Il sindaco Greco le riceve e le elogia: «Il loro è un dono indelebile di solidarietà» Le ragazze: «Li tagliamo per alleviare il dolore di chi soffre di un male grave»

MIRANDOLA. «È un dono destinato a restare indelebile: per chi lo fa, perché lo fa col cuore e per chi lo riceve come segno di vicinanza e solidarietà nei confronti della propria condizione di salute. Non posso che elogiare queste ragazze e questa bimba che nel periodo più bello dell’anno, quello delle feste di Natale, hanno scelto di donare i propri capelli, per le parrucche destinate ai pazienti oncologici».

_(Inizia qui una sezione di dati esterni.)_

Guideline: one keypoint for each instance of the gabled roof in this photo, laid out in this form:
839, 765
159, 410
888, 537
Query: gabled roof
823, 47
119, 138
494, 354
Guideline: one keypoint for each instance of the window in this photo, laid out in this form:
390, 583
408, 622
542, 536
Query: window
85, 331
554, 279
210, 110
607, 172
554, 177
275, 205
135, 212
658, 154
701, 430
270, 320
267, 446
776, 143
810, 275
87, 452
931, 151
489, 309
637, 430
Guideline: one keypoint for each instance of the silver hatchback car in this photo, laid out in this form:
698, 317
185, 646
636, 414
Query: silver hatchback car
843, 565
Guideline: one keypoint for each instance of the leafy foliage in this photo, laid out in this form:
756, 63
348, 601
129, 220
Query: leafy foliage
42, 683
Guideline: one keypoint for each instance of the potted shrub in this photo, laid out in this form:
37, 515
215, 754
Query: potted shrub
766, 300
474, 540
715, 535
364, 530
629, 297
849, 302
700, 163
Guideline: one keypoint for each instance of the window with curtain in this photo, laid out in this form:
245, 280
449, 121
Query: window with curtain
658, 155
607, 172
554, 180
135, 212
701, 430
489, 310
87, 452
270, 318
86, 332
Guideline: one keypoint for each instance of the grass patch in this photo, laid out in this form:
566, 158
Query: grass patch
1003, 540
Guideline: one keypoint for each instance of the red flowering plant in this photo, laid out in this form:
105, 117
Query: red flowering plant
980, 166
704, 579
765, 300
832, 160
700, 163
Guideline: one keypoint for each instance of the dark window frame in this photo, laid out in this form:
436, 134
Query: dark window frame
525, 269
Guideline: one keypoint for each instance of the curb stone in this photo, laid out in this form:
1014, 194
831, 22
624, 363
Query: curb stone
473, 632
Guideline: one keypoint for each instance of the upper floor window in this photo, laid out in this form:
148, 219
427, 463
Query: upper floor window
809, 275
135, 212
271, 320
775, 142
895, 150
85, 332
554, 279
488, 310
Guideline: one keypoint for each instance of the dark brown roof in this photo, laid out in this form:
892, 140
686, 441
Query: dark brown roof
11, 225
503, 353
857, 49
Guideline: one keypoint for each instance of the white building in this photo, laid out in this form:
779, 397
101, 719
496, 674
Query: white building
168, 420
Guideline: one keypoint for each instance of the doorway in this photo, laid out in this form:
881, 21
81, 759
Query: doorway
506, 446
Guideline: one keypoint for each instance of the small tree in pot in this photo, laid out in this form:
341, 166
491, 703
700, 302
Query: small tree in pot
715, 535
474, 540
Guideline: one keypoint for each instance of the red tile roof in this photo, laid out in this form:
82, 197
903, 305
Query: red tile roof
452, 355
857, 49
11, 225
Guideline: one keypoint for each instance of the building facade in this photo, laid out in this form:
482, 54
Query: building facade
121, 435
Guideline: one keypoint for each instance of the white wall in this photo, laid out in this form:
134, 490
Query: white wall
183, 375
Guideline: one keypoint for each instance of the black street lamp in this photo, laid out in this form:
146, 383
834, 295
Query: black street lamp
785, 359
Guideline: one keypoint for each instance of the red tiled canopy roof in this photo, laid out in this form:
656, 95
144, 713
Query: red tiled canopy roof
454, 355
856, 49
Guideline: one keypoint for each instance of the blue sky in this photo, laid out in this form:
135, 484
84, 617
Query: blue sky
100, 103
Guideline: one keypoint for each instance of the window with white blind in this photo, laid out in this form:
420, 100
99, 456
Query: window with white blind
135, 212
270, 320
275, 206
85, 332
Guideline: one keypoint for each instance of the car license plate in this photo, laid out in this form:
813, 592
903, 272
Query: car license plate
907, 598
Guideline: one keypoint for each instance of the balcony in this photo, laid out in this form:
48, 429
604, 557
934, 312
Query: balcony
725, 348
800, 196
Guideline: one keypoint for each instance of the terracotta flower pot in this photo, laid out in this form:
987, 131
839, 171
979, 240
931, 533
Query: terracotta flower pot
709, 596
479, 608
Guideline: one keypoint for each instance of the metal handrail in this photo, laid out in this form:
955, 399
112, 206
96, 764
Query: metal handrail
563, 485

Le ha incontrate nei giorni scorsi, il sindaco di Mirandola Alberto Greco e con poche e semplici parole, ha voluto sottolineare l’importanza del loro gesto: donare, per alleviare il dolore fisico e psicologico e così combattere contro malattie tante volte irreversibili che lasciano segni tangibili.


Zoe e Olivia Tonengo e Caterina Greco sono state ricevute dal primo cittadino in Municipio nei giorni scorsi. Hanno spiegato il motivo della loro scelta di tagliarsi i capelli per donarli rispettivamente all’Associazione Onlus “Un angelo per capello” di Bari e all’Associazione “Una stanza per un sorriso” di Roma.

«Sono tante le azioni che si possono compiere per alleviare il dolore delle persone che soffrono e questa seppur semplice è una di quelle», hanno detto.

Parole che non hanno mancato di emozionare il sindaco Greco che a nome della comunità mirandolese le ha volute ringraziare per il gesto significativo: «Di profonda solidarietà – ha affermato – e proteso al bene altrui. Sono felice di rappresentare una comunità che annovera persone pronte a mettersi al servizio in modo semplice, ma concreto nei confronti di chi ha bisogno».